Дуня, узнав о приезде барина, решилась на отчаянный шаг. Она надела чистое платье, повязала новый платок — подарок Фёклы — и, дождавшись, когда Венедиктов выйдет на крыльцо господского флигеля подышать вечерним воздухом, бросилась ему в ноги.

— Ваше благородие, Илья Саввич! Смилуйтесь! Отпустите меня в Знаменское, к сыну! Отработаю, чем прикажете, только отпустите! Мать у меня там старая, сын малолетний…

Венедиктов поморщился, но не прогнал. Выслушал, покрутил ус, потом спросил у подоспевшего управляющего:

— Это кто такая?

— Дворовая Евдокия, жена Тихона-кучера, — отрапортовал управляющий. — Прислана от господина Званцева. Работница исправная, замечаний нет.

— А муж где?

— Запивает, ваше благородие. От работы отстранён.

Венедиктов хмыкнул, разглядывая стоявшую на коленях женщину. В нём проснулось то самое тщеславие, на которое Дуня и рассчитывала. Новоиспечённый дворянин любил выглядеть милостивым.

— Ну, ступай, — махнул он рукой. — Я распоряжусь. Раз муж твой никчёмный, а сын сиротой растёт — быть по-твоему. Дам тебе вольную на передвижение. Добирайся до своего Знаменского.

Через неделю Дуня, сжимая в узелке заветную бумагу с печатью, прощалась с Фёклой. Обе плакали.

— Авось свидимся, — сказала стряпуха, утирая глаза. — Ты пиши, Дунька. Хоть через оказию.

— Спасибо тебе, Фёкла Егоровна, — поклонилась Дуня. — Век не забуду.

И пошла пешком, по пыльной, разбитой телегами дороге, на юг, к сыну. Одна, без гроша, без спутников, с одной надеждой в сердце.
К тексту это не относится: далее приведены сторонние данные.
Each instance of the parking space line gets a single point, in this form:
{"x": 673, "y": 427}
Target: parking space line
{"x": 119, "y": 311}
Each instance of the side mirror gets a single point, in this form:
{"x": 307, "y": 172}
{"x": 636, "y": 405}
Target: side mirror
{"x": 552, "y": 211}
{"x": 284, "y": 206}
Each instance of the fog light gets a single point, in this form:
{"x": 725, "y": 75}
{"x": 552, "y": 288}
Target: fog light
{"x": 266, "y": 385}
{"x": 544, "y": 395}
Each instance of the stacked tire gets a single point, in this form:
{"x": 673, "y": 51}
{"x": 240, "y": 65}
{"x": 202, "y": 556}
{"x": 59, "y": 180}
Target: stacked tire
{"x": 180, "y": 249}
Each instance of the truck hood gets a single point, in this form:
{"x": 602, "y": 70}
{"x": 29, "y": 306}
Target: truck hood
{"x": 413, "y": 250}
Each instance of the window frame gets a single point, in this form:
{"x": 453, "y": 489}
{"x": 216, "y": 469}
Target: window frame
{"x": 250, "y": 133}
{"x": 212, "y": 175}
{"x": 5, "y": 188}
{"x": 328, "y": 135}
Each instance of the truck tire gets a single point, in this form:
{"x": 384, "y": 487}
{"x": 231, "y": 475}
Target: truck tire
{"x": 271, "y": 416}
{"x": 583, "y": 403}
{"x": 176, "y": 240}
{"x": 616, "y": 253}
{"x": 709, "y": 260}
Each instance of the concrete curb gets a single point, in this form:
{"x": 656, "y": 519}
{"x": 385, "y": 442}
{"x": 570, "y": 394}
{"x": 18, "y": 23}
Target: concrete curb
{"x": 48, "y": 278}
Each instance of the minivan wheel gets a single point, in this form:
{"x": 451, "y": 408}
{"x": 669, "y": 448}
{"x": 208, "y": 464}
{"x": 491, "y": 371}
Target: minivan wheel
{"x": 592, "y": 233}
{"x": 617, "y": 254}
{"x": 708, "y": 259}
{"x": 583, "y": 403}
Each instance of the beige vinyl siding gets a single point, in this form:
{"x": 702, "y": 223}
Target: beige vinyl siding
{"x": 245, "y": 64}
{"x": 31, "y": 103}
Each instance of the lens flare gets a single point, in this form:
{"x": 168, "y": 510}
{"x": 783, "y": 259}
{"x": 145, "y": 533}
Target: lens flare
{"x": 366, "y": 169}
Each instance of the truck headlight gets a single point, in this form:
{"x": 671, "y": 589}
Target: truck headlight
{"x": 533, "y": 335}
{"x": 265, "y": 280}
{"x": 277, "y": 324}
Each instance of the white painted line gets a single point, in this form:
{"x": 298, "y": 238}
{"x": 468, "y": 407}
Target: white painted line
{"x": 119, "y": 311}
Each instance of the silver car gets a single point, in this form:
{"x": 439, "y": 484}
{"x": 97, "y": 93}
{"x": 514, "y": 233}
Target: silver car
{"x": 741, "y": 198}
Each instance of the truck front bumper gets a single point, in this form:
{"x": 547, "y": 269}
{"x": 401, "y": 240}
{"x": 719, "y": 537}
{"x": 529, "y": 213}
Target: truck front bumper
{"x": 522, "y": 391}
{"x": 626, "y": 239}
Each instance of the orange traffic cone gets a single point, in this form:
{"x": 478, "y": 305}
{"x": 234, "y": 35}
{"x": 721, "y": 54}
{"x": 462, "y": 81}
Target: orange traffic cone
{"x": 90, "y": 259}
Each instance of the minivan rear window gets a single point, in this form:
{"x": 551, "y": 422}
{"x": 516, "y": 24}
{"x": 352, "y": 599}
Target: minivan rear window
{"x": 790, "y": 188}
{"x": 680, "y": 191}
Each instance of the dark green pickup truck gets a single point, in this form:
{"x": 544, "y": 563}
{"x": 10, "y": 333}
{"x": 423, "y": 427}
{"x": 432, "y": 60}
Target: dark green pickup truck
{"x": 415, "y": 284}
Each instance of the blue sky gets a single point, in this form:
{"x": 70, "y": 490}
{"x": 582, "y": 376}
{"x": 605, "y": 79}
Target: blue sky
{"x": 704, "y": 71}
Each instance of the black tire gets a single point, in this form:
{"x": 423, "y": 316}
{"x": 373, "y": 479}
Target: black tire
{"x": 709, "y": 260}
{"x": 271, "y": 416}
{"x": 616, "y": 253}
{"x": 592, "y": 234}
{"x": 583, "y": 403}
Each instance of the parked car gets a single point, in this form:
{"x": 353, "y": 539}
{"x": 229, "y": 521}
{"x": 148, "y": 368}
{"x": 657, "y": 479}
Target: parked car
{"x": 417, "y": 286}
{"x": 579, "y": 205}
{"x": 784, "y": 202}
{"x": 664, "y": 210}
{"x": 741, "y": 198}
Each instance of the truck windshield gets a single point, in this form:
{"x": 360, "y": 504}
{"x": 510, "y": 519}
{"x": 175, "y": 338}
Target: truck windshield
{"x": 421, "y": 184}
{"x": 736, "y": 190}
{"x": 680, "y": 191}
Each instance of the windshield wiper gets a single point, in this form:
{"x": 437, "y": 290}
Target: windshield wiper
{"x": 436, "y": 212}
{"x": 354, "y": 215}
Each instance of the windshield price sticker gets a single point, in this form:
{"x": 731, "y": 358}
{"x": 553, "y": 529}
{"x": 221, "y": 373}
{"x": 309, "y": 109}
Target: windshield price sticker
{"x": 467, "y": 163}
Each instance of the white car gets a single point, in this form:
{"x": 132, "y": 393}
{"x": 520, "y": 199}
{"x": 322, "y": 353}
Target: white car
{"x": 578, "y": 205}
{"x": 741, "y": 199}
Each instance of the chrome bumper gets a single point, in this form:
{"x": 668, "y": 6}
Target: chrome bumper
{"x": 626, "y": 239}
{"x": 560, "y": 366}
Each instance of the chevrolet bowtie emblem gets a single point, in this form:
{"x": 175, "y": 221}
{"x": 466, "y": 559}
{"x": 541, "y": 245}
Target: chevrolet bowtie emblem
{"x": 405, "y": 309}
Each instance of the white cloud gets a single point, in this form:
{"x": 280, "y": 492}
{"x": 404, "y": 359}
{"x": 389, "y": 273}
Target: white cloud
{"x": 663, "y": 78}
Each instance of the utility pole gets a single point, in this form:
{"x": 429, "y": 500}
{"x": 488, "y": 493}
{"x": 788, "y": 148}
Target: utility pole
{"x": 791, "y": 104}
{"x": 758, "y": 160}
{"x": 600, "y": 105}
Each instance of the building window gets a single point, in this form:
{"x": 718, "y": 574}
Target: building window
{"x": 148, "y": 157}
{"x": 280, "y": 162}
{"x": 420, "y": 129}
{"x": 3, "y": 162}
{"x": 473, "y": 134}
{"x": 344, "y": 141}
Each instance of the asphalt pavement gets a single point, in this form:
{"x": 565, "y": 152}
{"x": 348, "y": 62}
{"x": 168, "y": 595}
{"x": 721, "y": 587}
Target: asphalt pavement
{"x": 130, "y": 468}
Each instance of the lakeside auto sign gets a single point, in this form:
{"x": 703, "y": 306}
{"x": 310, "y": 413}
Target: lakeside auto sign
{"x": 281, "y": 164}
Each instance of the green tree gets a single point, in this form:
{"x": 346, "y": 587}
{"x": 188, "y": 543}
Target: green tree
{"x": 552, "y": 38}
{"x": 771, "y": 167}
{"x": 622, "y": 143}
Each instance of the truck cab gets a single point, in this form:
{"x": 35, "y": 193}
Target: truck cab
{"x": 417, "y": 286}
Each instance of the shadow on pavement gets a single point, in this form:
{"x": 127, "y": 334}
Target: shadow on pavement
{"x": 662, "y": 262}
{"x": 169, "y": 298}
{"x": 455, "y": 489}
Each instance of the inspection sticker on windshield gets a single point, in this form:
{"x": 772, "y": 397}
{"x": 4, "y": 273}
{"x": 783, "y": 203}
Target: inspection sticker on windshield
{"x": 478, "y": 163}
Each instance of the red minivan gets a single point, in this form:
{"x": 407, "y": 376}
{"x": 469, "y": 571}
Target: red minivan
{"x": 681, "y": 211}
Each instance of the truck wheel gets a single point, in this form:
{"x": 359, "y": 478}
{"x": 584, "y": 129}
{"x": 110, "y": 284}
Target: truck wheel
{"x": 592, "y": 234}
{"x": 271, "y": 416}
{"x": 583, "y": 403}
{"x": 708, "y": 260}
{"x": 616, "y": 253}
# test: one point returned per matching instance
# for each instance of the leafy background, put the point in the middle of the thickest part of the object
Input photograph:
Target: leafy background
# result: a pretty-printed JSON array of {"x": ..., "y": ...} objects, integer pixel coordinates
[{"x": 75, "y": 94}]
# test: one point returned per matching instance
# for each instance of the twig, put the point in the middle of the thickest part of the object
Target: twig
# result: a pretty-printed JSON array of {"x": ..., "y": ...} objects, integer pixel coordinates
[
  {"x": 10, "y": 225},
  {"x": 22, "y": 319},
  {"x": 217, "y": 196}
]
Часть четвёртая. Возвращение

До Знаменского-Званцева она добиралась почти месяц. Где пешком, где на попутных подводах, где Христовым именем. Ночевала в полях и на сеновалах, питалась тем, что подавали сердобольные крестьянки. В Вологодской губернии было тревожно: поговаривали о холере, бредущей с юга. Но Дуня шла и шла, стиснув зубы.

В Знаменское она вошла на закате августовского дня. Золотистый свет заливал знакомые с детства поля, пруд, старую липовую аллею, ведущую к усадьбе. Сердце колотилось где-то у горла. Всё здесь было прежним — и всё изменилось.

У околицы её первой увидела какая-то старуха. Присмотрелась, ахнула, всплеснула руками:

— Дунька! Евдокия! Живая!

Через четверть часа Дуня уже была в людской. Мать, Прасковья, совсем ослепшая от слёз, ощупывала её лицо, не веря своему счастью. Дворовые сбежались, ахали, расспрашивали. Дуня озиралась, выискивая в толпе одно-единственное лицо.

— Где Егорушка? Где сын мой?

— Да вон, с мальчишками у пруда играет, — ответил кто-то.

Она выбежала из людской, не помня себя. По липовой аллее, к старой иве, что склоняла ветви к самой воде.

Мальчик лет семи, босоногий, в холщовой рубахе, сидел на корточках у воды и запускал щепку, как кораблик. Светлые волосы, выгоревшие на солнце до льняной белизны, острые лопатки под тонкой тканью, сосредоточенно сдвинутые брови. Он был так похож на неё — и так неуловимо похож на того, другого, чья кровь текла в его жилах.

— Егорушка, — позвала она тихо, боясь спугнуть мгновение.

Мальчик обернулся. Посмотрел на неё недоверчиво, исподлобья. Он не помнил матери. За четыре с лишним года образ стёрся из памяти. Оставалось только смутное ощущение, что когда-то, давным-давно, его обнимали чьи-то тёплые руки и пахло молоком и травами.

— Ты кто, тётенька?

— Я мама твоя. Помнишь меня?

Он молчал. Потом подошёл ближе, всмотрелся. Что-то дрогнуло в детском лице — может, узнал голос, может, просто почувствовал ту необъяснимую кровную связь, что не рвётся ни временем, ни расстоянием.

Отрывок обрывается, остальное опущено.